Maybe I hate myself. Or maybe it’s not hate, exactly. Maybe it’s doubt dressed up as self-loathing. Maybe it’s a masquerade of all my insecurities tied up in a neat bow of Mable.
Every time something good happens to me, I start to question it. I wonder if I really deserve it, if I actually earned it. I remind myself that maybe it’s not meant for me. It’s almost like I can’t just let happiness be. I have to interrogate it, make sure it’s real and that it’s not depression wearing a different mask.
When I catch feelings for someone, I always assume they won’t feel the same. So I throw myself out of the equation before it is even solved. If they do say they feel the same, I question their intentions. Scrutinise their words and actions until I convince myself that there is no possible way they could like me. I am not even sure I like me, so why should they?

When I look at my body, I see something heavy and undeserving. I see a collection of flaws I’ve learned to catalogue better than any museum could. I call it a “den of sloth and undesirability.” I’m afraid to admit it’s mine, afraid to believe that this body that has carried me through so much could actually be worthy of love.
And then there’s the voice in my head, loud and constant. This voice keeps whispering that I’m going to fail anyway. So what’s the point of trying? If it’s all going to fall apart, why build anything at all? I look in the mirror and don’t see kindness, or strength, or potential. I just see someone waiting for everything to go wrong. I am a disciple of Murphy, and his law plays like a constant earworm in my head…everything that can go wrong will go wrong. It’s a catchy tune sometimes
So I run. Before I’m chased. I let go before I can be hurt. I prepare for the worst, always. Call me the doom prepper. I’ve stocked my shelves with every reason not to trust and every memory of being disappointed. I tell myself it’s protection, but it’s really just loneliness with better branding.

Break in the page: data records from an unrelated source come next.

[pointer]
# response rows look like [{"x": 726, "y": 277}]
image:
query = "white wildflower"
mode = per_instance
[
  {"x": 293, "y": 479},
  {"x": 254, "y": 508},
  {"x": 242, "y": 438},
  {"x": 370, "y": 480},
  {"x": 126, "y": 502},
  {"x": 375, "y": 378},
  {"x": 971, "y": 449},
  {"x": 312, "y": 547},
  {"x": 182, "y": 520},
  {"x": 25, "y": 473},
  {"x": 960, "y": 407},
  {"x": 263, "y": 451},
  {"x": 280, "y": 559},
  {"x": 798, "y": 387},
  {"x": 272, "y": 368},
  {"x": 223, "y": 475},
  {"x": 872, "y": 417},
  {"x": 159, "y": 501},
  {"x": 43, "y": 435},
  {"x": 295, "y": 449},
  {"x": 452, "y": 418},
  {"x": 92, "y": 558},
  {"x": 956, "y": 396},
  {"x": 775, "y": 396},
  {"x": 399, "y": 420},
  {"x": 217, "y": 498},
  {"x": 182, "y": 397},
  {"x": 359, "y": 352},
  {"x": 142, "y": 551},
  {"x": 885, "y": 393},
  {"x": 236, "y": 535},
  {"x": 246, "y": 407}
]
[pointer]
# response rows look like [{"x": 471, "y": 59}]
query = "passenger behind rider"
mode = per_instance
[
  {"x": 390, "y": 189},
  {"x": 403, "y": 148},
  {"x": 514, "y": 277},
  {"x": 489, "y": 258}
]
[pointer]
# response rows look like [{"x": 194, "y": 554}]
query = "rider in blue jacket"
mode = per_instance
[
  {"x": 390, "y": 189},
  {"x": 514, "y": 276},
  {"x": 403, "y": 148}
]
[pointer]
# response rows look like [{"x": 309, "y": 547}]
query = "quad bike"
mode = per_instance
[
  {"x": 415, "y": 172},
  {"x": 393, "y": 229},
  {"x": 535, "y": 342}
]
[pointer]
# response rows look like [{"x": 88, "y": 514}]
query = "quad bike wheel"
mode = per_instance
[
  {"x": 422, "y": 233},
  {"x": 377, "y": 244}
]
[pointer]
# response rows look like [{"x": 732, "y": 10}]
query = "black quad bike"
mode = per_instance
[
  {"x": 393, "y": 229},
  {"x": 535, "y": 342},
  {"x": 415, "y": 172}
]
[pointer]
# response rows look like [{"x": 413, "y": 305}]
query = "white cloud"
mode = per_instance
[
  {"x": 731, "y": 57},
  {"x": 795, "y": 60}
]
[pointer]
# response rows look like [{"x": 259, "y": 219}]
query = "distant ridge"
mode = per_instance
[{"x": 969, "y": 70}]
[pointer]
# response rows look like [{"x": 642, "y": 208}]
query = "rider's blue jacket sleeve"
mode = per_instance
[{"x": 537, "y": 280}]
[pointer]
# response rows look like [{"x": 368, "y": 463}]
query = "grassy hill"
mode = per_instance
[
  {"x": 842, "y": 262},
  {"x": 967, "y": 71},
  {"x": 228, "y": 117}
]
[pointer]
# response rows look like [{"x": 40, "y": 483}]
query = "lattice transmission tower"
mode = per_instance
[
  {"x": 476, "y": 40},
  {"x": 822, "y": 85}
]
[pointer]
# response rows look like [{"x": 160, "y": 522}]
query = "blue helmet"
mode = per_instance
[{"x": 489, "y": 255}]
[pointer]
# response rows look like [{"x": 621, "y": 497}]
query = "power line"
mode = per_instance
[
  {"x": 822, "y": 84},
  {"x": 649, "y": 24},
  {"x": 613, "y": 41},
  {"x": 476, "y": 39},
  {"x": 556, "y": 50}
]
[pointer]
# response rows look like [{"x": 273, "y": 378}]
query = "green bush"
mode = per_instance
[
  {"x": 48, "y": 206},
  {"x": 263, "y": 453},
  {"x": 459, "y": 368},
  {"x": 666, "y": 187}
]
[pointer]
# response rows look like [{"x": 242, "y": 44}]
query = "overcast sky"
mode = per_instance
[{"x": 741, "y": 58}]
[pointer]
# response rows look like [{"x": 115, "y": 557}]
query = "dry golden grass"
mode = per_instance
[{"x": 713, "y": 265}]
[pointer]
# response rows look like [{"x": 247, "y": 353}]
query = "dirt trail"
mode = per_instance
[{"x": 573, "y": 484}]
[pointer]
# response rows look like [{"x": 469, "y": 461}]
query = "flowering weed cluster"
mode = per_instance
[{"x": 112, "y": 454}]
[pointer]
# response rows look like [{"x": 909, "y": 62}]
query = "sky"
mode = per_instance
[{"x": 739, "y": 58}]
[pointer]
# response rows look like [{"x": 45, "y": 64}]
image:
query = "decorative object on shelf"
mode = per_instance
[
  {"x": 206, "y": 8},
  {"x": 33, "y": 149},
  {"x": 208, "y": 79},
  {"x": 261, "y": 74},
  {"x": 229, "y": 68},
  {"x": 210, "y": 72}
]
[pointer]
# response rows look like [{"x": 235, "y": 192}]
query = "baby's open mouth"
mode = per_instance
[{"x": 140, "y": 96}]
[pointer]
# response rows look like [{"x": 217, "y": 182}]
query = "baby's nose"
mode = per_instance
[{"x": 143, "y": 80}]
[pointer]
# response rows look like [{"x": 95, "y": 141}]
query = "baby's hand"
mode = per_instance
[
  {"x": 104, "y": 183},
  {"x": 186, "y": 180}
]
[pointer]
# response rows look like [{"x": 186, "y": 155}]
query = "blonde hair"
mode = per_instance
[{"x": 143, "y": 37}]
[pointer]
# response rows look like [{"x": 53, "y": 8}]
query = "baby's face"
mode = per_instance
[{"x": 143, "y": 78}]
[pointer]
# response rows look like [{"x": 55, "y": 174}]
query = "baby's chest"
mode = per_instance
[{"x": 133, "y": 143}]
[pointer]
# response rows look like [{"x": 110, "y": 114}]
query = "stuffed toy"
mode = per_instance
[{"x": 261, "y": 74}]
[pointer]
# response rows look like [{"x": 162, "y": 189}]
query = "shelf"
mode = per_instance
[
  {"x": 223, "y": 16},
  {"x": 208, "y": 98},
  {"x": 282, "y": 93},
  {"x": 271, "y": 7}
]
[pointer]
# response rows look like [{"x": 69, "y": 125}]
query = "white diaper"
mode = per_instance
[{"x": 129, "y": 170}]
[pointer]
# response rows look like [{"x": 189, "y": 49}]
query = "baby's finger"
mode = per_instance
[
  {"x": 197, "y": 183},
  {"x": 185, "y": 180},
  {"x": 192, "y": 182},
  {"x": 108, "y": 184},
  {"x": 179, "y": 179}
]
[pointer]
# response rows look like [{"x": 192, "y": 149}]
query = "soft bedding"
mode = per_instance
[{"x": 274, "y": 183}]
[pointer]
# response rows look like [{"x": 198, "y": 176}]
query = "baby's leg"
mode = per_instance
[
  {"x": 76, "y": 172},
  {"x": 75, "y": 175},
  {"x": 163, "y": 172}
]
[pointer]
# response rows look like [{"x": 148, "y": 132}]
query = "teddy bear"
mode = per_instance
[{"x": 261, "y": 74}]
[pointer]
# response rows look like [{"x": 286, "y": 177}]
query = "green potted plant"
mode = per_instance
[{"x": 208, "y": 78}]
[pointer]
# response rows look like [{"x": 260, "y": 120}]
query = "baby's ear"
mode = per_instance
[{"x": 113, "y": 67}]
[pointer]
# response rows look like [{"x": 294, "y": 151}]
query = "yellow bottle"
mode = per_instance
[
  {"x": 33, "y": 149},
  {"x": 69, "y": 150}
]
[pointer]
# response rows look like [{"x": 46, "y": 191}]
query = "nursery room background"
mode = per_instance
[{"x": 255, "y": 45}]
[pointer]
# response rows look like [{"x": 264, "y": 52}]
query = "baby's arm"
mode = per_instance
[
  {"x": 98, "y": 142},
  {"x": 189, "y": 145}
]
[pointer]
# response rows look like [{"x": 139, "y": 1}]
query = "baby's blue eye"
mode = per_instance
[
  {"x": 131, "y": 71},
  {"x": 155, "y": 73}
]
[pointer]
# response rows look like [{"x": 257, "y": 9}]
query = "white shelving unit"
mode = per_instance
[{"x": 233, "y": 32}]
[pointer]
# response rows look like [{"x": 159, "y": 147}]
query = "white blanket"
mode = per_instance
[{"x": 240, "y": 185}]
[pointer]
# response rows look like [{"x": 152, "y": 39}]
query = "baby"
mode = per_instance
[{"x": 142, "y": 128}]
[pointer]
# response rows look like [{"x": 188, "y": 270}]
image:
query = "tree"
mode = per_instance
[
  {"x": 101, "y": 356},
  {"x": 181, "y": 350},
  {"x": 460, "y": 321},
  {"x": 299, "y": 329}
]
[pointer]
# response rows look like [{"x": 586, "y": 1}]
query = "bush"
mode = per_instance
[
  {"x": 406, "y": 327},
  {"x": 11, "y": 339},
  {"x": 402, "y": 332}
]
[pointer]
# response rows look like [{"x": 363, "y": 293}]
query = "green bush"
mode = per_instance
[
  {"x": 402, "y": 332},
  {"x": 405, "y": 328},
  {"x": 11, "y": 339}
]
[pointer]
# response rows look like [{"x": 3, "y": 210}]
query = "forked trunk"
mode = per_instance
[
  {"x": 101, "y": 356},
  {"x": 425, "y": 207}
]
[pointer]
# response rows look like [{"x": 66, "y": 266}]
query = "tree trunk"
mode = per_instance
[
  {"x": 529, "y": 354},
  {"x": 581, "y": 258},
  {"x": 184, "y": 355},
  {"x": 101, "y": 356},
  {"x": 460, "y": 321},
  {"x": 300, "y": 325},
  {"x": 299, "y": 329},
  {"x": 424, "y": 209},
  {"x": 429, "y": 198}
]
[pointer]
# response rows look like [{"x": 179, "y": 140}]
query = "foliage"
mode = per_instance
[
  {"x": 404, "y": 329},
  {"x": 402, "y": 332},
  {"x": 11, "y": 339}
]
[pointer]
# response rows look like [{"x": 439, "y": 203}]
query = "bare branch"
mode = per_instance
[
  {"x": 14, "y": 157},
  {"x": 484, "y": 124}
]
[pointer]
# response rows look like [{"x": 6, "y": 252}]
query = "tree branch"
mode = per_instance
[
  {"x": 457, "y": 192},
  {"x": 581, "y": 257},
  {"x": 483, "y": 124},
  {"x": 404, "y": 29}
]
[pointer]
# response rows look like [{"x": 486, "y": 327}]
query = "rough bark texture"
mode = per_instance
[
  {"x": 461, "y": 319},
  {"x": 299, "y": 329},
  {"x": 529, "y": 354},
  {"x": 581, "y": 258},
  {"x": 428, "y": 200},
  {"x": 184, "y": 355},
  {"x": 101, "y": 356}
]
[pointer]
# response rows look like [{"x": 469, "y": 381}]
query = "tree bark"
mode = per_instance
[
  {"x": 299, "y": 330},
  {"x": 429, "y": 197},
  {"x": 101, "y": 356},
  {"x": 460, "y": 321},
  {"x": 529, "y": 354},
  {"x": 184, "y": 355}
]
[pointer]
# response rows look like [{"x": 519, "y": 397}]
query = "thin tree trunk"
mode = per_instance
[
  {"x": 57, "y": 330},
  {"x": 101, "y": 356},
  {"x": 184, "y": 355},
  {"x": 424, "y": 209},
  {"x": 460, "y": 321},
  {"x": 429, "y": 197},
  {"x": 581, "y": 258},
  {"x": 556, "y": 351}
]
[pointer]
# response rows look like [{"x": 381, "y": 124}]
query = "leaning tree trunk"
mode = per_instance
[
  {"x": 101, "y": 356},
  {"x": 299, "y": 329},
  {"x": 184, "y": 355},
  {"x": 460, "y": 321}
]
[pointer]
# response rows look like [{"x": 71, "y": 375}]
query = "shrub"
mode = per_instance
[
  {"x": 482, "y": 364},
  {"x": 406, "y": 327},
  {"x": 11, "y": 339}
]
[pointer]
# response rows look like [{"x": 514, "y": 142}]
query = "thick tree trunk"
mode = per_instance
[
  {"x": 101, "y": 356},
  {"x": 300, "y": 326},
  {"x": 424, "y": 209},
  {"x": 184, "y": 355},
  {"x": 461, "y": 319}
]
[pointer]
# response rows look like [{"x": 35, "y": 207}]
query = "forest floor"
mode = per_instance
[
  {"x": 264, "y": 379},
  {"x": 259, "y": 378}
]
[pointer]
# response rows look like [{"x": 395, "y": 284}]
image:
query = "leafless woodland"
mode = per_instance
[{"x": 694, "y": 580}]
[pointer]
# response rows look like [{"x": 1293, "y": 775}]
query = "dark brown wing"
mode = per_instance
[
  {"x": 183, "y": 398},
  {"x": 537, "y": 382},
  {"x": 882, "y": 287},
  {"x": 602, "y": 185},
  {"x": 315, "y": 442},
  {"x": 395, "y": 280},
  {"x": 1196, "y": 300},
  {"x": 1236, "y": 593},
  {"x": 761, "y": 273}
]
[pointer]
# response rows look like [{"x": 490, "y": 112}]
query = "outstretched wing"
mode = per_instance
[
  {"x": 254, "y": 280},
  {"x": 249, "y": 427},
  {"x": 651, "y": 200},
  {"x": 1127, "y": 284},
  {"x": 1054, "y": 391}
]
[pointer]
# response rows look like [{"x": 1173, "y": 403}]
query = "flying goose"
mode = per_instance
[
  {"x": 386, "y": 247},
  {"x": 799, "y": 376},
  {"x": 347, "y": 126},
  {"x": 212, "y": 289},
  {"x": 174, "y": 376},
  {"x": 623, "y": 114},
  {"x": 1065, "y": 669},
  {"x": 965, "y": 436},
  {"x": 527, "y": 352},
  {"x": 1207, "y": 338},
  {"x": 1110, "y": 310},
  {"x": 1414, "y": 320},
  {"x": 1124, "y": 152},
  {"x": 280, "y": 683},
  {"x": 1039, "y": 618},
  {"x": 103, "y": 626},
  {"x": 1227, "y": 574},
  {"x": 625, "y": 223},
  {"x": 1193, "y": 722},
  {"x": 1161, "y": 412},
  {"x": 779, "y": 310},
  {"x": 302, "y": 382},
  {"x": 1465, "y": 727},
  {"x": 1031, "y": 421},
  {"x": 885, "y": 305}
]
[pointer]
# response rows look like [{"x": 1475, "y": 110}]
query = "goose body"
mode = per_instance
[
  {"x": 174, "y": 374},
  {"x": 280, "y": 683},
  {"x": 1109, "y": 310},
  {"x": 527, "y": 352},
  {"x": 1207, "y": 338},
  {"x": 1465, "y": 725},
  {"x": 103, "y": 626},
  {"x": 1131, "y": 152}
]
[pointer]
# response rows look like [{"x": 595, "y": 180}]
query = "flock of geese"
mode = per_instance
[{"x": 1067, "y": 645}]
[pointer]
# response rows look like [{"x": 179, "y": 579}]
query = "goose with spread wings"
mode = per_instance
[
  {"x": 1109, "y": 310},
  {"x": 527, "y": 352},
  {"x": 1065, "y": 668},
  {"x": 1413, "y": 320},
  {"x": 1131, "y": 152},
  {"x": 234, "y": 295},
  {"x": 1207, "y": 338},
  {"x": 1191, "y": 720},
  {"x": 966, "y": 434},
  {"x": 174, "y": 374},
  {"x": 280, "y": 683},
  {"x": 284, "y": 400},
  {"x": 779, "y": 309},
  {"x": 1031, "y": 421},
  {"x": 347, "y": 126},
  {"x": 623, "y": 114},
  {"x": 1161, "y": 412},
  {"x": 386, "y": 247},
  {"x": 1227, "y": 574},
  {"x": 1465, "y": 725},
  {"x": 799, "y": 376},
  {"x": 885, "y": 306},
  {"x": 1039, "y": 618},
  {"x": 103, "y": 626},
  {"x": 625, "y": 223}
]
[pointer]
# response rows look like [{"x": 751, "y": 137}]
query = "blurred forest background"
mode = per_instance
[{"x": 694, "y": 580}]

Still, there are moments. Little flickers. A spark of warmth that catches me off guard. Someone smiles and means it. A nice but crazy man on a plane, who doesn’t know me from Adam, tells me that I am really pretty, and he has no reason to. And he has no reason to lie. Something I create actually works. My words are beautiful and inspire. And those moments, for just a second, I feel life pressing gently into my hands, offering itself up. And yet, I pull away. Because I know — or I think I know — that it won’t last. That it’s safer not to hold on too tightly. Everything is like sand in your hands, it slips away.
Then I start asking myself the same questions again: Why am I like this? Why do I push away everything good? Why do I wait for things to break before they’ve even begun? Why do I always expect to fail? Why do I hate me?
I think, deep down, it’s because hating myself feels familiar. It’s predictable. If I convince myself I’m unworthy, then rejection doesn’t sting as much. If I don’t hope for too much, I can’t be disappointed when it slips away. It’s like I’d rather build a cage I understand than step into the open air and risk getting hurt again.

But there’s a tiny part of me, the quietest part, that doesn’t want to live this way anymore. The part that still reaches for light even when it burns. The part that still wonders if I could learn to stay, to trust, to believe I might be deserving after all.
Maybe that’s where healing begins, not in the perfect acceptance of myself, but in the simple act of still asking why. Because asking means I haven’t given up. It means there’s a part of me that still trying, still hoping to see myself the way others might. Maybe one day, I won’t have to ask why I hate me. Maybe one day, I’ll finally learn how to love me instead.